Marine Current Resource Assessment : Measurements and Characterization

Sammanfattning: The increasing interest in converting energy from renewable resources into electricity has led to an increase in research covering the field of marine current energy, mainly concerning tidal currents and in-stream tidal turbines. Tides have the advantage of being predictable decades ahead. However, the tidal resource is intermittent and experiences local variations that affect the power output from a conversion system. The variability is mainly due to four aspects: the tidal regime, the tidal cycle, bathymetry at the site and weather effects. Each potential site is unique, the velocity flow field at tidal sites is highly influenced by local bathymetry and turbulence. Hence, characterizing the resource requires careful investigations and providing high quality velocity data from measurement surveys is of great importance. In this thesis, measurements of flow velocities have been performed at three kinds of sites.A tidal site has been investigated for its resource potential in one of all of the numerous fjords in Norway. Measurements have been performed to map the spatial and temporal variability of the resource. Results show that currents in the order of 2 m/s are present in the center of the channel.

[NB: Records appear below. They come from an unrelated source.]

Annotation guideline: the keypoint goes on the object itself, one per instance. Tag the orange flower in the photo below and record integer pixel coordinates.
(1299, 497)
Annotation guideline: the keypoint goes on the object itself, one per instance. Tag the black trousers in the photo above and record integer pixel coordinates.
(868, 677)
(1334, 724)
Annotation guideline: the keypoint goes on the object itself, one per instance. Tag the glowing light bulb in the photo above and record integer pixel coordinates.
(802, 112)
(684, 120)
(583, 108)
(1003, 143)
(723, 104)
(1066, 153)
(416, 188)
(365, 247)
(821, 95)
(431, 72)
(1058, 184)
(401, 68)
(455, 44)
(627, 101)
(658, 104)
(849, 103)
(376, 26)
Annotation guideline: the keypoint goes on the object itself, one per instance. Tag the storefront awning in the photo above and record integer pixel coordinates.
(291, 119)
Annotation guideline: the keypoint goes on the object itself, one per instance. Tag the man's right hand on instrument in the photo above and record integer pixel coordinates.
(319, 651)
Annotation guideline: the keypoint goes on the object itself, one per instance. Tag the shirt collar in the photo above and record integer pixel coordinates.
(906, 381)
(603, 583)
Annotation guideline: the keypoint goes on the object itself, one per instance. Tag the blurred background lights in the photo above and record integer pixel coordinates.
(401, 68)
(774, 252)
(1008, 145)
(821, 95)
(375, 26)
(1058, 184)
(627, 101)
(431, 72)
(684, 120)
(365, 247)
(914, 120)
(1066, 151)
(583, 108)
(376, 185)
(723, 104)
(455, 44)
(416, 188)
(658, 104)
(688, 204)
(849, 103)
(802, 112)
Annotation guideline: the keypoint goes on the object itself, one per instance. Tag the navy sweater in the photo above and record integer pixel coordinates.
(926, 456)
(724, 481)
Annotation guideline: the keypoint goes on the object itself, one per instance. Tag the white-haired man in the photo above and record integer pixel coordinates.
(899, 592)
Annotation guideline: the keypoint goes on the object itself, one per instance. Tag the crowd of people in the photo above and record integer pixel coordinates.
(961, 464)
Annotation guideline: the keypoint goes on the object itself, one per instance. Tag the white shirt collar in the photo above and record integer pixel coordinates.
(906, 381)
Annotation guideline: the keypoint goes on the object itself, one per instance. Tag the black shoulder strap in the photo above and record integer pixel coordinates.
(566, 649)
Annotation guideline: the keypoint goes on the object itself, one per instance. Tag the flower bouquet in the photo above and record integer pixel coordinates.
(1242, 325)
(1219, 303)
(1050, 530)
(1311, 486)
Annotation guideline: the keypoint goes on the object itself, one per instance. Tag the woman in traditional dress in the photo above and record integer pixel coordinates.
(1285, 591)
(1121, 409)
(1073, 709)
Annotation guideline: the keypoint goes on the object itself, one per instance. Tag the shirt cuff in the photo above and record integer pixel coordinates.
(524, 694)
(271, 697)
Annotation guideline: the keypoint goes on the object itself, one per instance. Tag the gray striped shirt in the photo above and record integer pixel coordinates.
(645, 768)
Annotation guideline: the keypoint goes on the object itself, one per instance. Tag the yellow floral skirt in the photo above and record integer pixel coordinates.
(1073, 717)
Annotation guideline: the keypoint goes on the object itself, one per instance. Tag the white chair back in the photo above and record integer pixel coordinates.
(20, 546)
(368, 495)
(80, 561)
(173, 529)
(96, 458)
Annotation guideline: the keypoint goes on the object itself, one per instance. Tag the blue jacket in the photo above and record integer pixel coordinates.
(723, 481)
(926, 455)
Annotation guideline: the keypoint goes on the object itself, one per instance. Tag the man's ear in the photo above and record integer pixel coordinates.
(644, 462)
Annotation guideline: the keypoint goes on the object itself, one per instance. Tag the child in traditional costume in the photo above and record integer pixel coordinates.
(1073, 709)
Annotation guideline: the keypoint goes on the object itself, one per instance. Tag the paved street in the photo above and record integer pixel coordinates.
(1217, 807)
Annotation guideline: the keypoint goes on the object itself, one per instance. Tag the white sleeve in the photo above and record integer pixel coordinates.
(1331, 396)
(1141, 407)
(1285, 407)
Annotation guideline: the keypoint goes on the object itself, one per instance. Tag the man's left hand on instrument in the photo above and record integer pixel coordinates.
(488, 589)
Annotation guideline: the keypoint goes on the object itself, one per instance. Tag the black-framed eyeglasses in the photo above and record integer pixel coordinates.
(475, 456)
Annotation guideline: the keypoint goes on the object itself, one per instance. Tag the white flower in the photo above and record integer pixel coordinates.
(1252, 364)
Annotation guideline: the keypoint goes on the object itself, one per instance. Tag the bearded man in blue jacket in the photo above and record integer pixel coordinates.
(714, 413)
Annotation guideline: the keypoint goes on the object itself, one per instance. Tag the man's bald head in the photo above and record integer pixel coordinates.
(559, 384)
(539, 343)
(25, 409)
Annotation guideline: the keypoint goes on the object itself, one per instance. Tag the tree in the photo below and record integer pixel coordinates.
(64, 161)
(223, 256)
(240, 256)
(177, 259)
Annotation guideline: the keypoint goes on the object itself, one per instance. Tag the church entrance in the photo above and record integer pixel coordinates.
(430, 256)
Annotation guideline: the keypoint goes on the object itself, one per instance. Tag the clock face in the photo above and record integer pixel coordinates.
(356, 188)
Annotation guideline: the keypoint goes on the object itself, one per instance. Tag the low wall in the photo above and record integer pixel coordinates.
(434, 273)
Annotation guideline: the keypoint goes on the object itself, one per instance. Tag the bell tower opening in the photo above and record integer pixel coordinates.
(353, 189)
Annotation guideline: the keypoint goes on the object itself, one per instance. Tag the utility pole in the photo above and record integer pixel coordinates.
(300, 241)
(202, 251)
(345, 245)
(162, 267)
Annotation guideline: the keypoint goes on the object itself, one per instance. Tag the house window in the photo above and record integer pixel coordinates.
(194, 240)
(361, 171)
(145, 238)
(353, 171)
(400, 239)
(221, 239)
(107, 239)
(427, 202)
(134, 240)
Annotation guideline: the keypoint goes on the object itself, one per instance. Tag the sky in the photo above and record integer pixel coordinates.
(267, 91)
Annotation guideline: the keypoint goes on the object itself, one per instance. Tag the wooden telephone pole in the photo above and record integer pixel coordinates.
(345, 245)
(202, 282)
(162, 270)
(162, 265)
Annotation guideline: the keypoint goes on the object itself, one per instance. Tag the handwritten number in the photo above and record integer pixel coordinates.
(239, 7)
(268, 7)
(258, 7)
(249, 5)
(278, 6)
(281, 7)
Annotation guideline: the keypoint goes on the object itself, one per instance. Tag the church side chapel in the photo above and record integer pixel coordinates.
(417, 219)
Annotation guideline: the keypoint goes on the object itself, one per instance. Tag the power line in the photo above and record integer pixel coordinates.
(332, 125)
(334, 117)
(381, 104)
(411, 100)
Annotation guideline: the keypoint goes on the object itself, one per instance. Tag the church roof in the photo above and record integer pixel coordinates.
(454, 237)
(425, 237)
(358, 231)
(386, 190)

Furthermore, the flow is highly bi-directional between ebb and flood flows. The site thus have potential for in-stream energy conversion. A model is proposed that predicts peak current speed from information on tidal range at the site. A corresponding model can be set up and implemented at other similar sites affected by tides, i.e. fjord inlets connecting the ocean to a fjord or a basin.A river site serves as an experimental site for a marine current energy converter that has been designed at Uppsala University and deployed in Dalälven, Söderfors. The flow rate at the site is regulated by an upstream hydrokinetic power plant nearby, making the site suitable for experiments on the performance of the vertical axis turbine in its natural environment. The turbine has been run in uniform flow and measurements have been performed to characterize the extent of the wake.An ocean current site was a target of investigation for its potential for providing utilizable renewable energy. A measurement campaign was conducted, mapping the flow both spatially and temporally. However, the site was shown to not be suitable for energy conversion using present technique.